Kedua yaitu Kholaqa-Yakhluqu yang artinya menciptakan. Hal ini dimaksudkan bahwasanya bumi dan dunia beserta apa yang ada di dalamnya merupakan hasil ciptaan dari Allah Swt Sang Maha Pencipta dan Menciptakan. Sehingga padanan dari 2 aspek kebahasaan tersebut tersirat makna yang cukup dalam, bahwasanya Allah Maha Berkehendak dengan kekosongan yang ada di bumi ini, dan begitu juga sebaliknya Dia Maha Berkehendak atas isi dan pengisiannya dan juga atas ciptaan yang diciptakan-Nya.

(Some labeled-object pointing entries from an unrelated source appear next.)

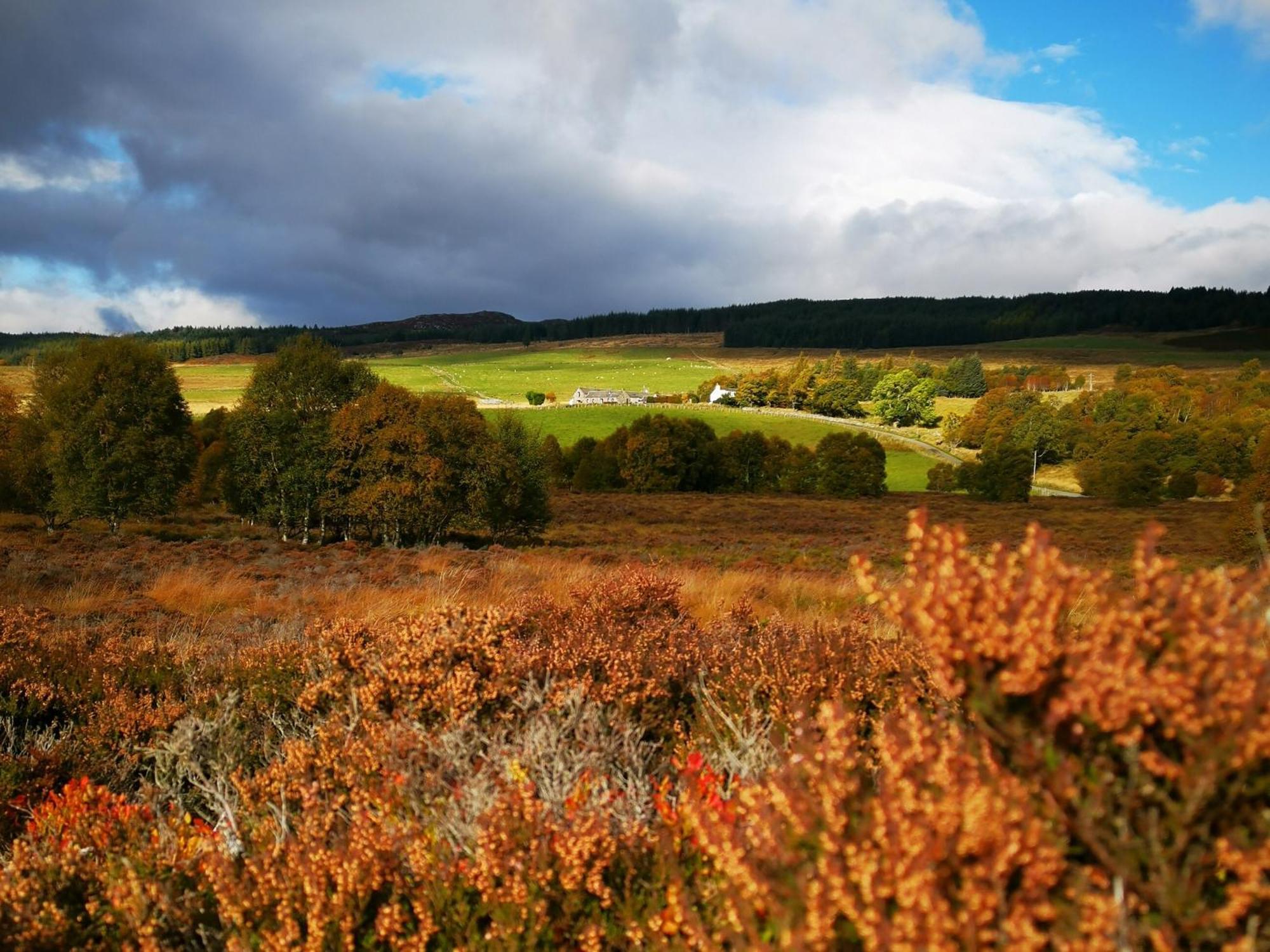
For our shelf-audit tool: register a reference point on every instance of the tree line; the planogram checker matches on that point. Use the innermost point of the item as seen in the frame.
(797, 323)
(838, 387)
(1156, 432)
(318, 447)
(660, 454)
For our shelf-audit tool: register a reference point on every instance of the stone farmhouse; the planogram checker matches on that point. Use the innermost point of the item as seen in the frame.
(590, 397)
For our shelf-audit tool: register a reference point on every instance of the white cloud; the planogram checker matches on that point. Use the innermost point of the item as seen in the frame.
(1249, 16)
(1060, 53)
(592, 155)
(147, 308)
(20, 175)
(1192, 148)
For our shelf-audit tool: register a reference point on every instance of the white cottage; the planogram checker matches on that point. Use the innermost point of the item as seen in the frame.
(591, 397)
(721, 393)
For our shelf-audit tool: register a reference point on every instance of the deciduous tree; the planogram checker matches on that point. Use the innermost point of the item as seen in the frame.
(117, 428)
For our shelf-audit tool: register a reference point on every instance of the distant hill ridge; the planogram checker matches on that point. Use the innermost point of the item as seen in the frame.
(854, 324)
(443, 322)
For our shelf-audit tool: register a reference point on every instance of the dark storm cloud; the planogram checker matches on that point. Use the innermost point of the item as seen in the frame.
(308, 208)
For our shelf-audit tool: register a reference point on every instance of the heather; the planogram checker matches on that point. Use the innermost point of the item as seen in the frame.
(973, 746)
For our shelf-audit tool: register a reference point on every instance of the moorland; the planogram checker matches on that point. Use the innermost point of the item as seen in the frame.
(359, 664)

Dengan demikian sehingga apapun yang ada di atas muka bumi ini, semuanya berrasal dari-Nya dan pasti juga akan kembali kepada-Nya – Inna lillahi Wa Inna Ilaihi Raji’un.

Makna berat penyampaian kandungan dakwah dari Khala-Yakhlu dan Khalaqa-Yakhluqu dilakukan oleh para wali dengan bentuk sederhana dan mudah dipahami, yaitu dengan kata kolak. Secara komposisi dasar sajian kolak terdiri, yaitu ubi-ubian, pisang kepok, kolang-kaling dan kuah santan, yang kemudian disajikan dalam satu tempat penyajian, biasanya mangkok.

1. Ubi-ubian bisa ubi kayu atau ubi jalar. Ke dua jenis sumber makanan ini keberadaannya di dalam tanah atau berasal dari dalam tanah. Asal muasal dari tanah ini memiliki kandungan maksud bahwasanya manusia akan kembali lagi ke tanah, dikembalikan lagi ke bumi dan atau dikuburkan. Dengan kata lain bahwasanya dalam kehidupan ini tidak ada yang bersifat kekal, tidak ada yang abadi, semuanya bersifat kefanaan, yang berjiwa pasti mati dan dikembalikan ke tanah. Dari ajaran kefanaan milik makhluk, para wali juga mengajarkan ajaran kebaqaan/kekekalan Allah Swat, karena Dia Maha Kekal dan Abadi selamanya.

2. Pisang Kepok. Kata kepok sangat dekat dengan kata kapok, baik dalam Bahasa Jawa ataupun Indonesia. Kata kapok bermakna jera dan tidak akan berbuat lagi, yang dalam ajaran Agama Islam disebut dengan konsep taubat atau bertaubat. Yaitu sikap sadar dengan sepenuh hati serta jera sekaligus menyesal, sehingga tidak pernah lagi melakukan atau mengulang perbutan salah dan keliru yang pernah dilakukan pada masa lalu, namun justeru akan memperbaiki perbuatannya sebagai bentuk rasa sesal, jera serta kapok atas kesalahan di masa – baca Taubatan Nasuha. Hal ini bisa dilihat dalam Firman Allah Swt Q.S. At-Tahrim (66): 8

يٰٓاَيُّهَا الَّذِيْنَ اٰمَنُوْا تُوْبُوْٓا اِلَى اللّٰهِ تَوْبَةً نَّصُوْحًاۗ عَسٰى رَبُّكُمْ اَنْ يُّكَفِّرَ عَنْكُمْ سَيِّاٰتِكُمْ وَيُدْخِلَكُمْ جَنّٰتٍ تَجْرِيْ مِنْ تَحْتِهَا الْاَنْهٰرُۙ

Wahai orang-orang yang beriman! Bertobatlah kepada Allah dengan tobat yang semurni-murninya, mudah-mudahan Tuhan kamu akan menghapus kesalahan-kesalahanmu dan memasukkan kamu ke dalam surga yang mengalir di bawahnya sungai-sungai.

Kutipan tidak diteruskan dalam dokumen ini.